Der Gegner von Hertha BSC: Sorja Luhansk: Auswärts zu Hause

Sorja Luhansk ist ein Fußballklub ohne Heimat. Wegen des Ukraine-Kriegs spielt er immer woanders – an diesem Donnerstag gegen Hertha BSC in Lwiw.

Als Sorja Luhansk am 27. April 2014 das Ligaspiel gegen Gowerla Uschgorod im heimischen Awangard-Stadion austrug, konnte keiner ahnen, dass dieser Tag ein Ende markieren würde. Die Lage im Donbass war schon damals angespannt – prorussische Separatisten hatten die Stadtverwaltungen von Donezk und Luhansk besetzt. Trotzdem war es für die Fans des ostukrainischen Vereins unvorstellbar, dass sie ihre Mannschaft vorerst zum letzten Mal daheim verfolgen würden.
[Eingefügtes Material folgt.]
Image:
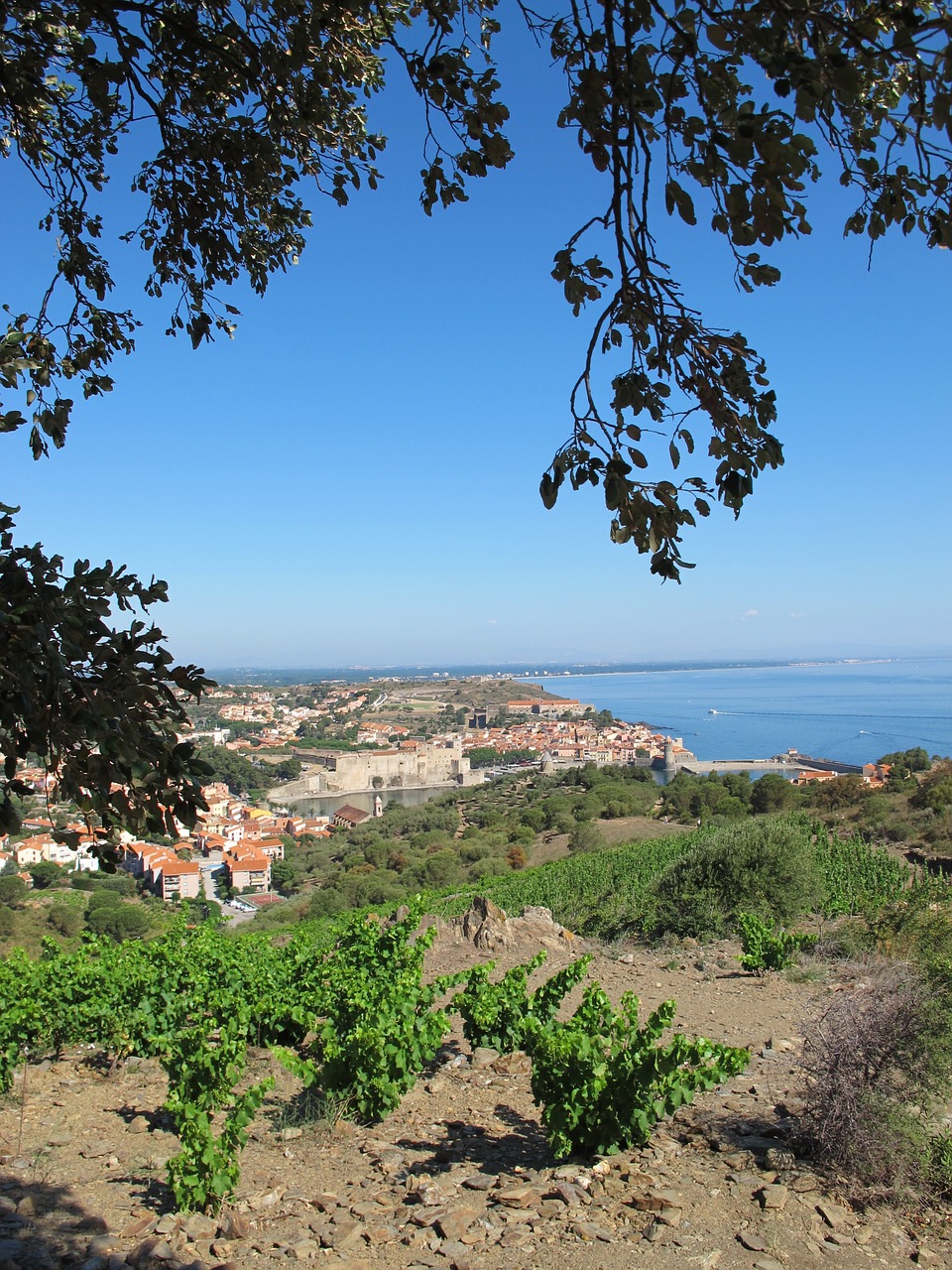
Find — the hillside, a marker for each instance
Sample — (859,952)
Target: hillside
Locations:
(461,1174)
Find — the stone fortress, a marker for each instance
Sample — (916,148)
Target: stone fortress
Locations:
(425,763)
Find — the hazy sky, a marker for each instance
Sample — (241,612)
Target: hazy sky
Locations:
(354,477)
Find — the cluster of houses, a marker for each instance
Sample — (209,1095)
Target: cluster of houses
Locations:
(281,721)
(245,838)
(570,740)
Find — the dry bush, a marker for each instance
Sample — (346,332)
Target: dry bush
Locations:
(870,1075)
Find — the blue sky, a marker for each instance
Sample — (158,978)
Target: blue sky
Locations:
(353,477)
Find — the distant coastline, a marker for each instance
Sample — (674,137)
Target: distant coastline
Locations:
(245,675)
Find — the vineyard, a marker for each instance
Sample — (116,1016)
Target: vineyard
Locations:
(348,1010)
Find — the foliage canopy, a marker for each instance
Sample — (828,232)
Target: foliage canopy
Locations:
(720,114)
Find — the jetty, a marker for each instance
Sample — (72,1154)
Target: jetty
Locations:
(785,765)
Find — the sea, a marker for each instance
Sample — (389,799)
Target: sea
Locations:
(849,711)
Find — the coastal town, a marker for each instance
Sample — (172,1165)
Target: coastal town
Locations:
(356,747)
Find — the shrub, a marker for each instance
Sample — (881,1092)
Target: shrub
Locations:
(377,1024)
(64,920)
(603,1080)
(876,1061)
(767,867)
(585,837)
(767,949)
(502,1014)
Seitdem in Luhansk Separatisten, die von Russland angeführt und finanziell wie militärisch unterstützt werden, die Macht übernommen haben, muss der Klub seine Heimspiele auswärts austragen – und trotzdem schafft er es, irgendwie den Spielbetrieb aufrecht zu erhalten. Im Krieg Fußball zu spielen. Das Awangard-Stadion zu Hause bleibt leer und ungepflegt. Nur noch ab und zu werden dort Spiele der international nicht anerkannten Meisterschaft der Volksrepublik Luhansk ausgetragen.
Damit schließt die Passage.